Although residual STAT-6 phosphorylation was detectable in the patient's B cells, he failed to produce specific antibodies to most antigens. We therefore determined the differentiation status of his B cells and found a normal fraction of mature IgM+IgD+CD21+ B cells with few transitional B cells, but few CD27+ non–class-switched and class-switched memory B cells, suggesting impaired terminal B-cell differentiation. (Figure 5A). We then analyzed the ability of the patients PBMCs to respond to stimulation with the mitogens PWM (a T cell–dependent stimulus) and SAC plus IL-2 (T-cell independent for memory B cells). Both stimuli did not induce significant IgM or IgG production, although some IgA production was observed. These data suggest that the lack of specific antibodies was due to an intrinsic defect in the mutated B cells.

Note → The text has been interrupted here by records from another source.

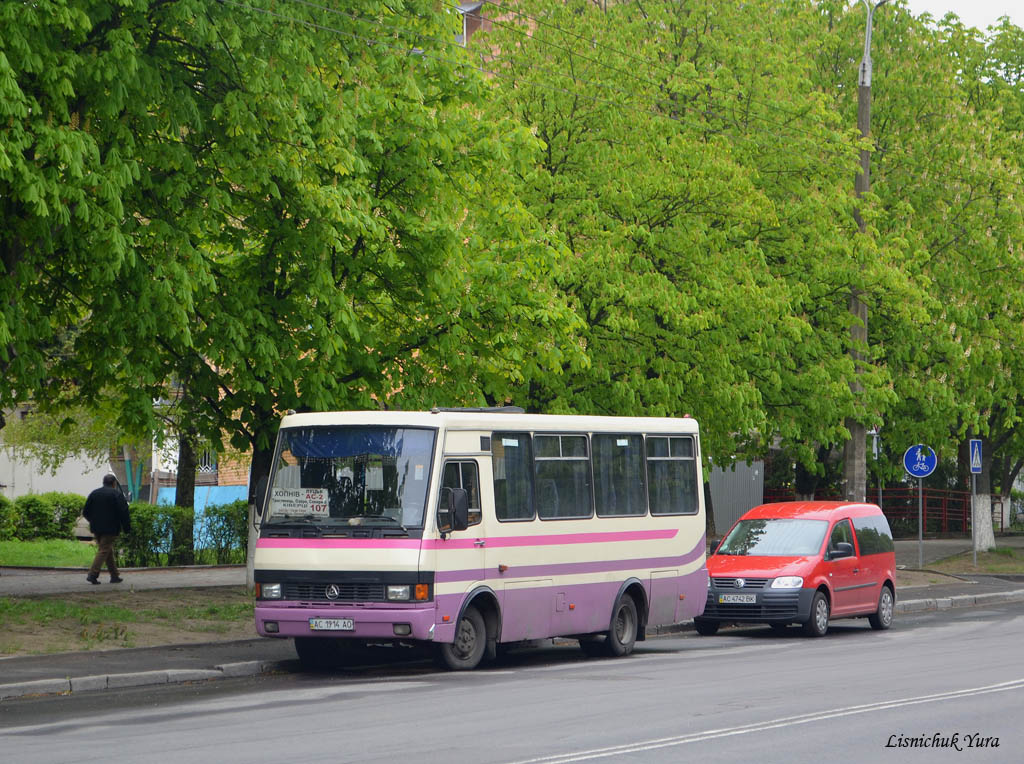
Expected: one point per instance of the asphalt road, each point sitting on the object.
(743, 695)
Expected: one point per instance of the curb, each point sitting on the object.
(958, 600)
(254, 668)
(135, 679)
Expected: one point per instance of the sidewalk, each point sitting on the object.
(77, 672)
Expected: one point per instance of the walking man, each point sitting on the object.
(107, 511)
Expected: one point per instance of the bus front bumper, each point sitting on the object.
(287, 620)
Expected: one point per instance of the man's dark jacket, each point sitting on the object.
(107, 511)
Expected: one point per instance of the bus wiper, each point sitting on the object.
(293, 522)
(395, 520)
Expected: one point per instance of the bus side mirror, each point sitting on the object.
(453, 510)
(261, 495)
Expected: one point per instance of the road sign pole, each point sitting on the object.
(920, 461)
(974, 498)
(921, 525)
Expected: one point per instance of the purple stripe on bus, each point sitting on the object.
(495, 542)
(492, 542)
(572, 568)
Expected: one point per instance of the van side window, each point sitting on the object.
(842, 534)
(465, 475)
(873, 535)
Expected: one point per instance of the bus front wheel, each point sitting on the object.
(470, 641)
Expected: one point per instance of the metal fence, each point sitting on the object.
(945, 512)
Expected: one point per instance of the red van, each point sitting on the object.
(803, 562)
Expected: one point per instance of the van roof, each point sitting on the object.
(811, 510)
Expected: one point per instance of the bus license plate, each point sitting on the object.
(331, 625)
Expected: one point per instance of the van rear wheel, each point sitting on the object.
(706, 628)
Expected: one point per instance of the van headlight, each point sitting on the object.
(787, 582)
(398, 593)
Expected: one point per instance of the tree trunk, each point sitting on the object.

In this study, we describe the clinical and immunologic consequences of a somatic reversion in a common T-cell precursor for a child with a novel T466C mutation in the IL2RG gene. The mutation impaired tyrosine phosphorylation of STAT-5 in response to IL-2 and led to severely impaired development of T cells as indicated by the absence of mutated T cells in the child and the completely skewed X inactivation in the T cells of the mother.26 The mutation also severely impaired NK-cell development.27 The few detected NK cells carried the mutation and may reflect either residual NK-cell development in the absence of γc28 or some remaining IL-15 signaling.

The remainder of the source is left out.